Drug Wars:
The Political Economy of Narcotics
by Curtis Marez
University of Minnesota Press, Minneapolis,
2004
384 pp., illus. 20 b/w. Trade, $59.95;
paper, $19.95
ISBN: 0-816-64059-9; ISBN: 0-816-64060-2.
Reviewed by Martha Patricia Niño
Mojica
Pontificia Universidad Javeriana de Bogotá,
Colombia
ninom@javeriana.edu.co
Curtis Marez is Assistant
Professor of Critical Studies at The University
of Southern California School of CinemaTelevision.

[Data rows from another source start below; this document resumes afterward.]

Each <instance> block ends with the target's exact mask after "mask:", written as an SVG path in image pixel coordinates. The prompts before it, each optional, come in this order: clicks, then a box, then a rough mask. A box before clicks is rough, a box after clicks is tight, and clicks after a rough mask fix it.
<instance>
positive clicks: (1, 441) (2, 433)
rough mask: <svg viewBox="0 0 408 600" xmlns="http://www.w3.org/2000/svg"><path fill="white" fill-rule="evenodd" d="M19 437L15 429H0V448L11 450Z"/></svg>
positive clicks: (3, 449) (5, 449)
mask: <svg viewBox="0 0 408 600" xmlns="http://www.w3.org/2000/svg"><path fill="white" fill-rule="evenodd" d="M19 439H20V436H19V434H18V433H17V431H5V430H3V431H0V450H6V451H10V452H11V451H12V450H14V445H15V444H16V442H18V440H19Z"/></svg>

Marezs investigation is passionate
and has considered 200 years of cultural
productions around drug trafficking, including
drug war literature, music, and movies.
Those elements provide cognitive maps
for weaving connections about local and
global power relations. While focusing
most on the part in militarism, drug wars
have failed to address important social
aspects of the problem, such as prevention,
education, and treatment. One evident
example is Colombia, a country that, in
spite of the military aid received, has
not improved very much in its negative
humanitarian record. The investigation
includes the mass media representations
of the British Opium war in Asia during
the 19th century; descriptions of opium
dens, and an interesting chapter about
exotic bodies, sexuality, and opium entitled
Strange Bedfellows, Opium and the political
Economy of Sexuality; the marijuana
traffic during the Mexican borderlands
in the 1930s; and the relation between
the history of psychoanalysis and cocaine.
Marez equates media
wars with drug wars, which may explain
the unavoidable amounts of misleading
information about the topic. The writing
also points out the irregular and
hierarchical globalization that is taking
place. The prosecuting of drug dealers
tend to spotlight the poor, partisans
that sow the illegal plantations because
they see no alternatives for a living,
instead of targeting corporations that
profit from laundering money and leave
huge amount of profit. That indicates
the disposability of poor people into
the global economy.
Along the way, he also
addresses the topic of identity and wide
spread media representations of what it
means to be Mexican, indigenous or Latin,
what Marez calls "subaltern"
people. The US war on drugs makes visible
struggles over the representation of this
group that is described in ways that infantilize,
feminize, or sexualize them. On the other
hand, they have own media representations
that create alternative discourses, usually
through popular music, as it is the case
with the Mexican Narcorridos genre.
The text criticizes
cultural productions related to the internal
contradictions or hypocrisies of drug
policies inherent to the drug wars, and
how they have been shaping global discourses
about race, insurgence, and modernity.
His approach is Neo Marxist. It can be
seen as somewhat paranoid, daring or provocative,
but he recognizes that it is not the only
one possible perspective; it is an attention-grabbing
and well-documented reading on the theme.